The downside is that you have to pay 20 bucks for this.

Also confirming no problems at the moment between the gold PNY model and GX10. I’m using an Amphenol cable.

I did encounter the 16GB/sec bug, as others have mentioned. The fix for the GX10 is firmware version 0x3000006. This got me back to 24GB/sec between the two systems.

According to this, as of today there’s actually a 0x3000007 available:

fwupdmgr requires you to specifically allow these unstable builds, otherwise they won’t show up during the normal check:

sudo fwupdmgr enable-remote lvfs-testing

Claude and Gemini and ChatGPT all deepest thinking modes down to probing at the hardware layer say it’s a firmware driver issue, which is what ASUS “support” said it was :(

Yeah gold PNY is the amphenol cable I have tested with :(

I’ll give the fwupd with the testing flag a try, couldn’t hurt

What’s the Amphenol part number of the cable?

NJAAKK-N911

I was looking at getting the Asus GX10 and eventually get a 2nd for a stack. Curious of manufacturing dates of ones that are working in a stack and ones that are not.

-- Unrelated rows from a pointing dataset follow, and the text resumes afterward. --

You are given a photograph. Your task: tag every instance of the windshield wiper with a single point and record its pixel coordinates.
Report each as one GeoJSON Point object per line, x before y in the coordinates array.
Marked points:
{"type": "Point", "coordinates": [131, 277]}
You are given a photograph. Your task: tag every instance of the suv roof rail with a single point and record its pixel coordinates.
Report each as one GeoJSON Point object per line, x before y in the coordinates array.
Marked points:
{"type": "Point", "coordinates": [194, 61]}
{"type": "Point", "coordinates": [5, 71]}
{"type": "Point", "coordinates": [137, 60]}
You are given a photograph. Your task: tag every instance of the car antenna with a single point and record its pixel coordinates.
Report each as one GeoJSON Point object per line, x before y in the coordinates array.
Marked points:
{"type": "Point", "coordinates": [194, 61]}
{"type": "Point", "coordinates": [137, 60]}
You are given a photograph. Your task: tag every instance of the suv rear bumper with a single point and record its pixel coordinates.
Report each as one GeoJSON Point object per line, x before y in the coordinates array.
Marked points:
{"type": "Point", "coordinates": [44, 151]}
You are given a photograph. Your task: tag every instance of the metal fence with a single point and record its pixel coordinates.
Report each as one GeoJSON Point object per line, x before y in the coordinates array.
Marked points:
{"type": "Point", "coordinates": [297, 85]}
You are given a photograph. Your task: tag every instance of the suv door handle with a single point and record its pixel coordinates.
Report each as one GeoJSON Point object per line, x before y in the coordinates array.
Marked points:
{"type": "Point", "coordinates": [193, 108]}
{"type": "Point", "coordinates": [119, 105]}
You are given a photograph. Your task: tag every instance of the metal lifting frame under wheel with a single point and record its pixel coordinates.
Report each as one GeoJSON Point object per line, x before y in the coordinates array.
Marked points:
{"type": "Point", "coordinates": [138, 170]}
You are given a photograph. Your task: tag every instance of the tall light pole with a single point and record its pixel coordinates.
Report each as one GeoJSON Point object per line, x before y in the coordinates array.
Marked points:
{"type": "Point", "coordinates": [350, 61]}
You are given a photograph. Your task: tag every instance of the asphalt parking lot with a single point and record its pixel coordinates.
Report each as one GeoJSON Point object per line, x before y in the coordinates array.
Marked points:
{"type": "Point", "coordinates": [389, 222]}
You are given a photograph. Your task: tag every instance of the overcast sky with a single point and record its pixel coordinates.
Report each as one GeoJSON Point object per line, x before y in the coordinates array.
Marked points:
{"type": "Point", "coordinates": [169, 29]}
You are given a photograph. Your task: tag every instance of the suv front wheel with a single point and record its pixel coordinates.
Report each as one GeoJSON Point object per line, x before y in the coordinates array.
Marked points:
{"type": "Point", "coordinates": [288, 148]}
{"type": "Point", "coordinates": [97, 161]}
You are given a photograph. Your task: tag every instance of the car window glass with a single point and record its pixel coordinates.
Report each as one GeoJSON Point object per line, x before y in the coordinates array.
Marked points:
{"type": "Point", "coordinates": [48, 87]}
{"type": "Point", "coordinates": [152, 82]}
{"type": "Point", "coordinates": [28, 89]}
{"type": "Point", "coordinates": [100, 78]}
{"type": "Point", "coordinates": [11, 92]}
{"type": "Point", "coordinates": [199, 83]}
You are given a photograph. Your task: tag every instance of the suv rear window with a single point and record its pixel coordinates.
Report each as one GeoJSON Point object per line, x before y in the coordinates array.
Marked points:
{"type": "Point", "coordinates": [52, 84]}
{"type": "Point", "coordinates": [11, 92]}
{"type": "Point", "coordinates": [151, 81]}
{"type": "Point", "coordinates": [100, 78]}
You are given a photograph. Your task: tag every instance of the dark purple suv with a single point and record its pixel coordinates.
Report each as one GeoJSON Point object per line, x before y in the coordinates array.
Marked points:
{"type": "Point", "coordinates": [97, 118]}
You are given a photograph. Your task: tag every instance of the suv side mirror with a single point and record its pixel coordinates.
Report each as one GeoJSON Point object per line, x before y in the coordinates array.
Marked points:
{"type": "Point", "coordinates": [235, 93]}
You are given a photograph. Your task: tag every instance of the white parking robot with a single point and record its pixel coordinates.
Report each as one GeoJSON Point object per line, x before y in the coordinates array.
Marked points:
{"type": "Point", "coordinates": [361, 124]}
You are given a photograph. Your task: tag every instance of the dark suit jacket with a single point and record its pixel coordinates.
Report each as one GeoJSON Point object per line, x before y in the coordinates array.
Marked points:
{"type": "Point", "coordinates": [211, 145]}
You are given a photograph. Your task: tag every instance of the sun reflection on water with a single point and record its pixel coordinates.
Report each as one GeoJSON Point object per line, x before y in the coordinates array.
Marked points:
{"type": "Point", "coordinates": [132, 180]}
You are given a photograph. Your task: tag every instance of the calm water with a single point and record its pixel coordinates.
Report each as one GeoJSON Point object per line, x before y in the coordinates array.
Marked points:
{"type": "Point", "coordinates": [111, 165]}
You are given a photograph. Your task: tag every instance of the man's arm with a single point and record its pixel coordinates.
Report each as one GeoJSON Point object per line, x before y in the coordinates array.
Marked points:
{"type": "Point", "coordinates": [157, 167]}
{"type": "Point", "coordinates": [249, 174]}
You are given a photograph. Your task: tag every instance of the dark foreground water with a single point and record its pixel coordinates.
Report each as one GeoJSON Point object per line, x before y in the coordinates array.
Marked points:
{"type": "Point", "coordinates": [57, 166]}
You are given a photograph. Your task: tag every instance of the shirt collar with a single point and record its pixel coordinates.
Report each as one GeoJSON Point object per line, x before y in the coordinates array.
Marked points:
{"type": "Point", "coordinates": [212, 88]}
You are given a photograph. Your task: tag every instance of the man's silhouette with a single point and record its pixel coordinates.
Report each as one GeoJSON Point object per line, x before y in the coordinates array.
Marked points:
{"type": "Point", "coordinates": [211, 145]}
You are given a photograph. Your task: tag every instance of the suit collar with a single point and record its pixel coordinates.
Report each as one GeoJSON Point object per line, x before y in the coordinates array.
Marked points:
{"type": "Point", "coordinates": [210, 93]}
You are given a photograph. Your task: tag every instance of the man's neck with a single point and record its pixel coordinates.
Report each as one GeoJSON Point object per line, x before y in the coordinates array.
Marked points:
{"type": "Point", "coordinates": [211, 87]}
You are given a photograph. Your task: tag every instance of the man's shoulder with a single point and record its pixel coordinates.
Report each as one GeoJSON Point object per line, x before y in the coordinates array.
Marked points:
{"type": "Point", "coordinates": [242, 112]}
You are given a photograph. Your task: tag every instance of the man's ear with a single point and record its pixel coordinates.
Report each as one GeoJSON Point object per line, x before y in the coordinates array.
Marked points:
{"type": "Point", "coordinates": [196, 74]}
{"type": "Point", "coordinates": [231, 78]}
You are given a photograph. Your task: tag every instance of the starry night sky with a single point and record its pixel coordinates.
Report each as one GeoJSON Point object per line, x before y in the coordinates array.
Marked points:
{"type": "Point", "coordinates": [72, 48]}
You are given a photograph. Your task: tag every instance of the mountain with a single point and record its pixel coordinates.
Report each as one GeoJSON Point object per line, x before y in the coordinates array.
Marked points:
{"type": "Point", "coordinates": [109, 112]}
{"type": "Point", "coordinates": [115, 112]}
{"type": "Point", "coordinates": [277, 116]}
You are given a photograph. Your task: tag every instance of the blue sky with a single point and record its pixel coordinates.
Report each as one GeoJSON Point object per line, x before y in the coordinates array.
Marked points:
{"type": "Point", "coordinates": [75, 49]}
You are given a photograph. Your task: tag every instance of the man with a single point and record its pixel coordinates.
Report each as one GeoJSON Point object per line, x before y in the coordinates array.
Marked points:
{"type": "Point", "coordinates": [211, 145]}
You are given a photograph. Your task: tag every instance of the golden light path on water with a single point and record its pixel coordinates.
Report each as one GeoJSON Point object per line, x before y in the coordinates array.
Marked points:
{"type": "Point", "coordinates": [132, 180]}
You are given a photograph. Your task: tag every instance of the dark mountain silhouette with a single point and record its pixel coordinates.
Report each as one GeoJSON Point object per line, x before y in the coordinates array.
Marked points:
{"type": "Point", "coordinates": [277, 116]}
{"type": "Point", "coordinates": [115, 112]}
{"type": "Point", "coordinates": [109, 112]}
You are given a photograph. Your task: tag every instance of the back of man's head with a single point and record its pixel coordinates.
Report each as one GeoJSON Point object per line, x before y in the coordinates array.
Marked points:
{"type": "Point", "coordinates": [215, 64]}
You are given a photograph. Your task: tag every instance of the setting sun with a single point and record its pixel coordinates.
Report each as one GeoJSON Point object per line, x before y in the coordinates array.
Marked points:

I think we all feels your pain, and hence just trying to throw ideas, and understand the frustration. I’ve never work as a first level support but I could also where they are coming from. The hardware and firmware came from Nvidia and Nvidia probably have rules in place about what any of the vendor could do (guessing) and Nvidia firmware does strict hardware checks. So the issue possibly isn’t that there is a firmware bug but rather your cables are failing on the firmware checks. I’m not sure if any cable vendor would have the REAL servers or workstations (any or all brands and models) to do cable testing. Anyway, find someone nearby who has a working pair in use, and you can confirm once and for all.